"Never! Never!" she said. She almost said it aloud, so real had her fear been. Her eyes, fixed upon the minister's face, were terrified, but her soul was strong. Fearful of blasphemy, yet brave, she faced the bogie of a God her thought had evoked, saying, "I make my own choice. Take my lover from me if you will—I shall never give myself to another."

All this was very wrong, shocking even, especially in church. But it really happened and is apt to happen any Sunday in any church so long as human love rebels at the idea of a Divine love less tender than itself.

Gradually the panic fear died down. Esther's sane and well-balanced nature began to assert itself. Some voice, small but insistent, began to say, "God is not like that," and she listened and was comforted. She had not yet come to the love which casts out fear, but she was done with the fear which casts out love.

So that when on the church steps in the sunshine she felt Angus Macnair's hand tremble in hers, she was able to meet his eyes, straightly, understandingly, but unafraid.

CHAPTER XXVI

The manner in which Dr. Callandar spent that tragic Sunday is not clearly on record. We have watched Esther so closely that he has been permitted to escape our observation, and it would be manifestly unfair to expect any coherent account of the day from him. He knows that he went for a walk, early, and that he walked all day. He remembers once resting by the willow-fringed pool which had seen his introduction into Coombe, but he could not stay there. Between him and that hot June day lay the wreck of a world. Once he stumbled upon the Pine Lake road and followed it a little way. But here, too, memory came too close and drove him aside into the fields. There he tried to face his future fairly, under the calm sky. But it was hard work. With such a riot of feeling, it was difficult to think. His mind continually fell away into the contemplation of his own misery. It was a bad day, a day which left an ineffaceable mark.

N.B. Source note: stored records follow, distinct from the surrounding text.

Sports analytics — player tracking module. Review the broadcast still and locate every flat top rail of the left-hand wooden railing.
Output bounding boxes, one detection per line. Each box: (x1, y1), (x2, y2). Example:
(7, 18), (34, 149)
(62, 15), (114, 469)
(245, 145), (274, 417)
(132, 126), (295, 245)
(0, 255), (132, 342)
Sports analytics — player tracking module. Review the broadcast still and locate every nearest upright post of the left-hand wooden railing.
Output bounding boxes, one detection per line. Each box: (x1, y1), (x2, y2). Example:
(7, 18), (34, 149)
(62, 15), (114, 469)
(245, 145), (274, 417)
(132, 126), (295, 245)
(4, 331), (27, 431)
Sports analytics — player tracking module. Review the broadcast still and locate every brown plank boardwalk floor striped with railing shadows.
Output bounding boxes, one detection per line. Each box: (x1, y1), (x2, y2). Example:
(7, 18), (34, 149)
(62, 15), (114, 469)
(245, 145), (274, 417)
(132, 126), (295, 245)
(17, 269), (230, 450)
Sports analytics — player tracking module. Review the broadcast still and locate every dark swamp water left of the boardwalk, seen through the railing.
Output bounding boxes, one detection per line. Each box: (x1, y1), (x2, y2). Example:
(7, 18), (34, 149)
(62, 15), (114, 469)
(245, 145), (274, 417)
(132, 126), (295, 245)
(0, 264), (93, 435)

With night came the first sign of peace, or rather of capitulation. He fought no more because he realised that there was nothing for which to fight. There had never been, from the very first moment, a possibility of escape, the smallest ray of hope. Fate had met him squarely and the issue had never been in doubt.

It was a "wonderful clear night of stars" when, having circled the town in his aimless wandering, he found himself opposite the schoolhouse gate and calm enough to allow his thoughts to dwell definitely upon Esther. She, at least, was safe, and the knowledge brought pure thankfulness. Not for anything in the world would he have had her entangled in this tragic coil. Leaning over the gate he saw the school steps, faintly white in the starlight. It needed small effort of imagination to see her there as he had seen her that first day—a happy girl, looking at him with the long, straight glance of unawakened youth. A great wave of protecting love went out to meet that vision. Self was lost in its immensity. As he had found her, so, please God, she was still and so he would leave her.

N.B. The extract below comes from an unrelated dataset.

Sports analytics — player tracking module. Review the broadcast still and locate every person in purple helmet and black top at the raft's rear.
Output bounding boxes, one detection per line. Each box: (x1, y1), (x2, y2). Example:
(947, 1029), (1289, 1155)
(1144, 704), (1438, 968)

Then, somewhere in the back of his brain, a question sprang to vivid life. Was she the same? He knew that all day he had been fighting back that question. Last night something had frightened him—something glimpsed for a moment in Esther's face when she had come in from the garden to say good-night. Fancy, perhaps, or a trick of the lamplight. She could not really have changed. He would not allow himself even to dream that she had changed.

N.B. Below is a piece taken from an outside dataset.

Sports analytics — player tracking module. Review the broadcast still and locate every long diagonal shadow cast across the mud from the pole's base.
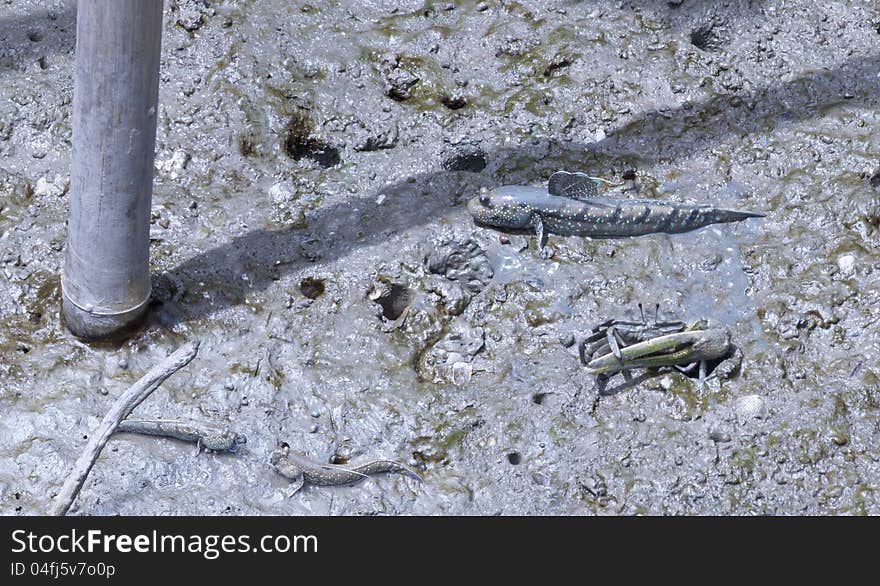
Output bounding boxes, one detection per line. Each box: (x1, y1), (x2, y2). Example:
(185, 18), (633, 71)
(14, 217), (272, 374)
(154, 51), (880, 325)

By this time she would know about himself and Mary—know all that any one was to know. He had insisted upon that. Mary had promised to tell her to-day that they were to be married soon. Next time he saw her she would look upon him with different eyes; eyes which would see not her sometime friend and companion but her step-mother's future husband. He must steel himself for this. Probably she would laugh a little. He hoped she would laugh. Last night she had looked so—she had not looked like laughter. If she should laugh it would answer the last doubt in his heart. He would know that she was free.